Alguns começaram a fazer brincadeiras e aplaudir, lançando olhares amigáveis e incentivadores para Manuela e Juvêncio, o centro das atenções.
Manuela levantou-se de repente, sentindo o couro cabeludo formigar.
Ela sorriu, sem graça, "Sr. Cordeiro—"
Estava prestes a explicar que já era casada, quando, naquele instante, um grupo de pessoas entrou pela porta do restaurante.
"Lucão, veja só, nosso restaurante é muito querido pelos casais jovens. Hoje demos sorte, presenciando uma cena tão romântica..."
Lucão?
O coração de Manuela disparou, e ela virou-se bruscamente.
No momento em que seus olhos se encontraram, só conseguia pensar em uma coisa—
Estou perdida!!
Por que o marido dela apareceu ali?!!
Ele não tinha dito que hoje sairia para fazer uma visita de campo?!
O dono do restaurante não poupava elogios, e ao perceber que Manuela só prestava atenção no grupo recém-chegado, ignorando completamente Juvêncio, que segurava o buquê na sua frente, comentou em tom de brincadeira com Lucas Almeida: "Parece que a protagonista de hoje está um pouco tímida..."
Quando se virou, viu que o rosto de Lucas estava fechado, tomado por uma expressão carregada, os olhos reluziam de raiva.
"Lucão...?"
"Amor—"
Depois de um breve momento de choque e culpa, Manuela reagiu imediatamente e correu na direção de Lucas.
"Amor, por favor, não fica bravo, me escuta! Eu nem tenho intimidade com o Juvêncio, só vim devolver uma coisa pra ele! Eu não fazia ideia de que ele faria isso!!"
Por dentro, Manuela sentia-se injustiçada, quase às lágrimas.
Se soubesse que aquilo aconteceria, jamais teria ido! Teria pedido o endereço e enviado a encomenda pelo Correios, mesmo que isso parecesse falta de educação!
"Juvêncio?" Ela não conseguiu ver o rosto de Lucas, mas pôde perceber o tom gelado de sua voz, cortante como gelo. "Você até sabe o nome dele. E ainda marcou um encontro pelas minhas costas, isso é que é não ter intimidade?"

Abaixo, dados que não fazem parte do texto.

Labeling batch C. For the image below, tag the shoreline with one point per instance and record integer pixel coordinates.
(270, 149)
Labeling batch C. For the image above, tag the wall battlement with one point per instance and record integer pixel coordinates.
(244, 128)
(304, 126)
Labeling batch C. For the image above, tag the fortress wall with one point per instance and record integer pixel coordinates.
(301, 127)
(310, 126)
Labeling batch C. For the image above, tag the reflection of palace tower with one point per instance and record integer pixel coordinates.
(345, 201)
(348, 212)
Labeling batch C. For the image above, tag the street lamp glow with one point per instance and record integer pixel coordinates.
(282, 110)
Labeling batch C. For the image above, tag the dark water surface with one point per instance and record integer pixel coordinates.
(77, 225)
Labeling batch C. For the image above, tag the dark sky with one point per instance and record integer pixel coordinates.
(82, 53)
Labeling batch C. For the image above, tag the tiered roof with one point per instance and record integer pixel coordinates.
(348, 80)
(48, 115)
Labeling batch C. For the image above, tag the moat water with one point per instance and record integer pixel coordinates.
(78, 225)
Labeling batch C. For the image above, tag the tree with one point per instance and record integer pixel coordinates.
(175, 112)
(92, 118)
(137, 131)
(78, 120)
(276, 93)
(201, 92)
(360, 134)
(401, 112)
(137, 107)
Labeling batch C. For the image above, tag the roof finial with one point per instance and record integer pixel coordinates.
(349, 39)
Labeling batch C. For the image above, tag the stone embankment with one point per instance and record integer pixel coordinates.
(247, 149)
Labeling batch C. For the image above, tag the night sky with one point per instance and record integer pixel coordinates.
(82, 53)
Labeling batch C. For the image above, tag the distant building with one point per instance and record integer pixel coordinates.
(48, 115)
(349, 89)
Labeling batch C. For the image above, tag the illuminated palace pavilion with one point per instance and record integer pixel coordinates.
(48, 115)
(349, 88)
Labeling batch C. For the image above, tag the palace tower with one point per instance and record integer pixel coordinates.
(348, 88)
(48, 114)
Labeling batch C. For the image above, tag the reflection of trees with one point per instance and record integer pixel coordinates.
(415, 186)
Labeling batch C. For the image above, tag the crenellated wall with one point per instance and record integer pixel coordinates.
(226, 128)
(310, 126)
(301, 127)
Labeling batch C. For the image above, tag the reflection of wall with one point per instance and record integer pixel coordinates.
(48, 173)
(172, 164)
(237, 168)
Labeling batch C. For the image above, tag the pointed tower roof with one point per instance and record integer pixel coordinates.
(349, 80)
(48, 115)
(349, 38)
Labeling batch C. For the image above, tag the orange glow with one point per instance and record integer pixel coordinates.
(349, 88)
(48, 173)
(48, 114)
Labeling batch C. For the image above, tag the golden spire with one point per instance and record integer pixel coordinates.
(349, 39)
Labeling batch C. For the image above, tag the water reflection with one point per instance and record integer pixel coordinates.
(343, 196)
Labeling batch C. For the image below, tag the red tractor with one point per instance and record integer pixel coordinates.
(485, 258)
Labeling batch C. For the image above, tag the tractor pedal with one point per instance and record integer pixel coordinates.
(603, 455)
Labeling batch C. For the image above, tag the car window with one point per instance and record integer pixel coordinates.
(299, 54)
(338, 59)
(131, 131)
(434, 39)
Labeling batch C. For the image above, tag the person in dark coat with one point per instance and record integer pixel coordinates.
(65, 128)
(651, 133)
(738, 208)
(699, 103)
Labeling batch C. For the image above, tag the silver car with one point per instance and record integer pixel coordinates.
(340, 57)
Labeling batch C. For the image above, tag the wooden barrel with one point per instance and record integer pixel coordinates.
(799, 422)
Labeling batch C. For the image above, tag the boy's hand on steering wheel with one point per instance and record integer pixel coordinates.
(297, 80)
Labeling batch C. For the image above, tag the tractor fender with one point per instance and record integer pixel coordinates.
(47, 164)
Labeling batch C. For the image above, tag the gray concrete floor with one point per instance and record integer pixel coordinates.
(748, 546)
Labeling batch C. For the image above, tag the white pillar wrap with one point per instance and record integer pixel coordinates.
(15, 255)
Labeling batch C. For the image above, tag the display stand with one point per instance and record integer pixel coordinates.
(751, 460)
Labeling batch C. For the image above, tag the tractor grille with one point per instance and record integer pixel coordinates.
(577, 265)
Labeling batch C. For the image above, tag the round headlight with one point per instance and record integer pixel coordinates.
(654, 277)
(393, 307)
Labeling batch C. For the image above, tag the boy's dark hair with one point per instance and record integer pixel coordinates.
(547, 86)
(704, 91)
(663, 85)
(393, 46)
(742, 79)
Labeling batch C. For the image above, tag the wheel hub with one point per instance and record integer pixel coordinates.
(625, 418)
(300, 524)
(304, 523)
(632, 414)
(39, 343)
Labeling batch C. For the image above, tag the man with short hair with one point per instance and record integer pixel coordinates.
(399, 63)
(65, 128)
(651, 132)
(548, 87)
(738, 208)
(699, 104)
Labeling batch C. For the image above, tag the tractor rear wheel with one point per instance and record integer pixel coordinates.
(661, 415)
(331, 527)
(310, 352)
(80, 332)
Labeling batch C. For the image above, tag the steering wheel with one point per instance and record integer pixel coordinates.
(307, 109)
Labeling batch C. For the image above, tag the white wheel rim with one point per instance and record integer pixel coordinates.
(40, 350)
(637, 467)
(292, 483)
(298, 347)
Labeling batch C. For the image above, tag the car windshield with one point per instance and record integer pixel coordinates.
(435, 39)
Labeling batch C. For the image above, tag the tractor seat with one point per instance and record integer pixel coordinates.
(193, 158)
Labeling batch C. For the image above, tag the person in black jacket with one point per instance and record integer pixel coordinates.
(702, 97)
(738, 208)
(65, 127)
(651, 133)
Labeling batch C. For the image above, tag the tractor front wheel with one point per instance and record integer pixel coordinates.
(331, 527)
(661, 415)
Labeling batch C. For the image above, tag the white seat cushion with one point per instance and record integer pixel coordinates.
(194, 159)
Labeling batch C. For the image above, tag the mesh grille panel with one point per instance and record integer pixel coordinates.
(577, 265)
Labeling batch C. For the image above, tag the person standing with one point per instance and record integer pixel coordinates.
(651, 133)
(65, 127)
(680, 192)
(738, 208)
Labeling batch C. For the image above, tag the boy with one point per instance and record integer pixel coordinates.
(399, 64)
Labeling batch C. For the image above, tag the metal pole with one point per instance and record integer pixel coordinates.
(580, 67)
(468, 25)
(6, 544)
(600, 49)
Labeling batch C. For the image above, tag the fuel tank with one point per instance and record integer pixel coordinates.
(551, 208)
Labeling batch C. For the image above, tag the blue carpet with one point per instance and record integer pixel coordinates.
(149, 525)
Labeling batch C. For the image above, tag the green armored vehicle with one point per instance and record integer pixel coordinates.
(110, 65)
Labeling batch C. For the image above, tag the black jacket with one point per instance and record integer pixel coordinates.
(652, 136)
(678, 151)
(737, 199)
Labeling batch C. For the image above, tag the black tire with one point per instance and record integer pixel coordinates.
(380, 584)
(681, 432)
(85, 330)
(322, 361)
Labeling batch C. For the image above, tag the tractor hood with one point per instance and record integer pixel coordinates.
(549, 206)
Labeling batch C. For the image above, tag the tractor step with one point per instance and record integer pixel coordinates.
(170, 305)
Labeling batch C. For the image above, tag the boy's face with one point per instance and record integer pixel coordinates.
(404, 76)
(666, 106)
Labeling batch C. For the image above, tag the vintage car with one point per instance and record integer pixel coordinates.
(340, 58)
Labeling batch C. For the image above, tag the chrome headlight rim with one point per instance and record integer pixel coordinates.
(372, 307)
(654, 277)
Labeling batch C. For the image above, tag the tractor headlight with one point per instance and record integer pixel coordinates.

Manuela se apressou em responder: "Eu só vim devolver uma coisa dele!"
A palavra "encontro" poderia até ser usada normalmente, mas nesse contexto soava totalmente inadequada!
"Devolver o quê?"
"Devolver—" Manuela travou por um instante. Contar aquilo só pioraria a situação, não?
Mas, naquele momento, ela não se atreveu a esconder nada de Lucas, temendo que ele interpretasse tudo errado, então decidiu contar a verdade, mesmo sem vontade: "Naquela vez, lá na Vila do Sol, ele me deu um presente como forma de agradecimento pelo tratamento que fiz pra ele..."
Antes que ela terminasse a frase, Lucas entendeu imediatamente, sua voz gelada como o inverno: "Foi ele, então?"